The Smithsonian Institution described the fountain as abstract and "ornate". The metal fountain measures approximately 10 ft x 78 in x 70 in, and rests on a concrete base that measures approximately 6 in x 85 in x 84 in. An inscription on the upper back part of the fountain reads: "PRESENTED TO THE CITY OF SALEM OREGON / BY / BREYMAN BROTHERS / 1904".

The fountain originally served as a watering trough for horses and, according to the Oregon Parks and Recreation Department, remains Willson Park's only historic structure from the era of the second capitol building.

==History==
The fountain was donated to the city of Salem by the family of businessman Werner Breyman in 1904, and installed near Cottage Street as a memorial to pioneers. It was visible from the homes of both Breyman brothers.

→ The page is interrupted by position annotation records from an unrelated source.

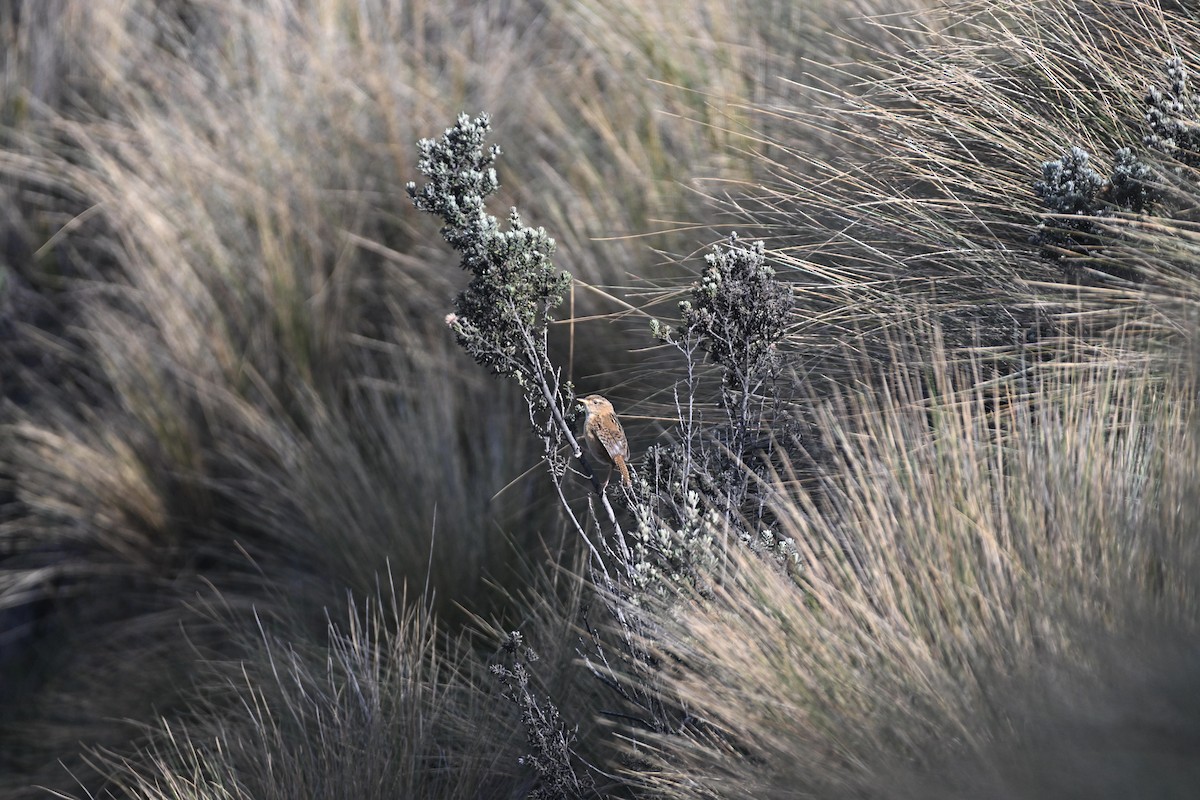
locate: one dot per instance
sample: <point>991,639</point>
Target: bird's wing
<point>613,439</point>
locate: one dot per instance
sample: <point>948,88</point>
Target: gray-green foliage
<point>501,317</point>
<point>739,312</point>
<point>1173,116</point>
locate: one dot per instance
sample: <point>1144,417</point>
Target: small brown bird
<point>606,438</point>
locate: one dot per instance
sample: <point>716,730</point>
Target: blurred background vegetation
<point>262,524</point>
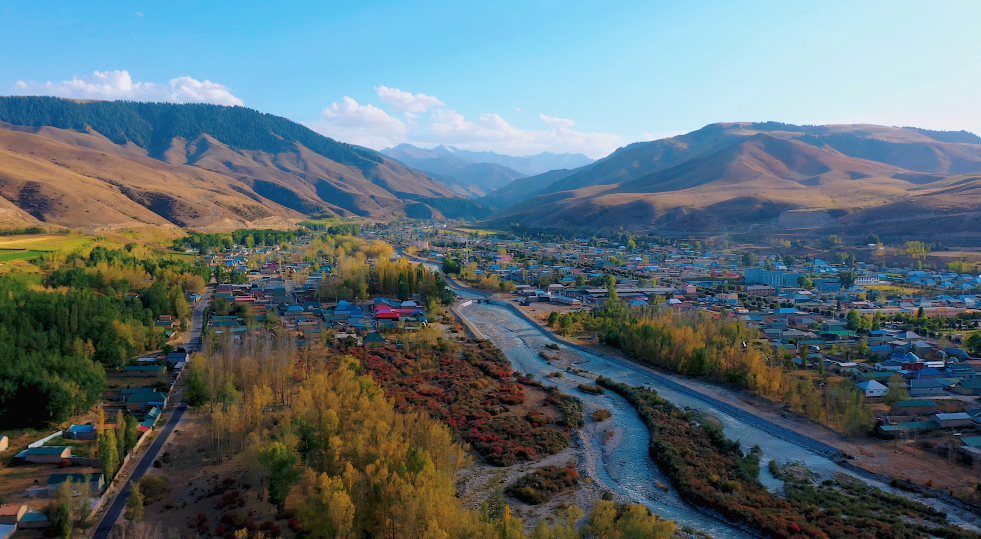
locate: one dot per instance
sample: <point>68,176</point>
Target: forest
<point>722,350</point>
<point>711,471</point>
<point>219,242</point>
<point>60,333</point>
<point>363,465</point>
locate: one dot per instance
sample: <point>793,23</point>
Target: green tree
<point>611,283</point>
<point>130,434</point>
<point>108,454</point>
<point>280,464</point>
<point>197,393</point>
<point>134,504</point>
<point>972,344</point>
<point>61,512</point>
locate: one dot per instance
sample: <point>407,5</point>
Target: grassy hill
<point>114,164</point>
<point>741,176</point>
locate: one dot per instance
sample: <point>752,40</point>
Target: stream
<point>620,463</point>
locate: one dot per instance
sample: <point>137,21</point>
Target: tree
<point>61,512</point>
<point>131,434</point>
<point>611,283</point>
<point>972,344</point>
<point>327,511</point>
<point>197,393</point>
<point>84,504</point>
<point>108,454</point>
<point>280,463</point>
<point>134,504</point>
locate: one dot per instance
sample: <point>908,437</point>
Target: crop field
<point>16,252</point>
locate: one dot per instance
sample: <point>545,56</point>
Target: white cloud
<point>365,125</point>
<point>492,132</point>
<point>558,122</point>
<point>111,85</point>
<point>407,101</point>
<point>424,121</point>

In the late 1930s, a statue installed atop the fountain was put into storage and went missing. In the 1950s, a sculpture of an eagle replaced the doughboy statue, and flowers grew where horses once drank. According to family members, the sculptures adorning the fountain were melted and used as scrap metal during World War II.

The fountain's condition was undetermined by the Smithsonian Institution's "Save Outdoor Sculpture!" program in August 1993. It was administered by the Oregon Department of Administrative Services at the time.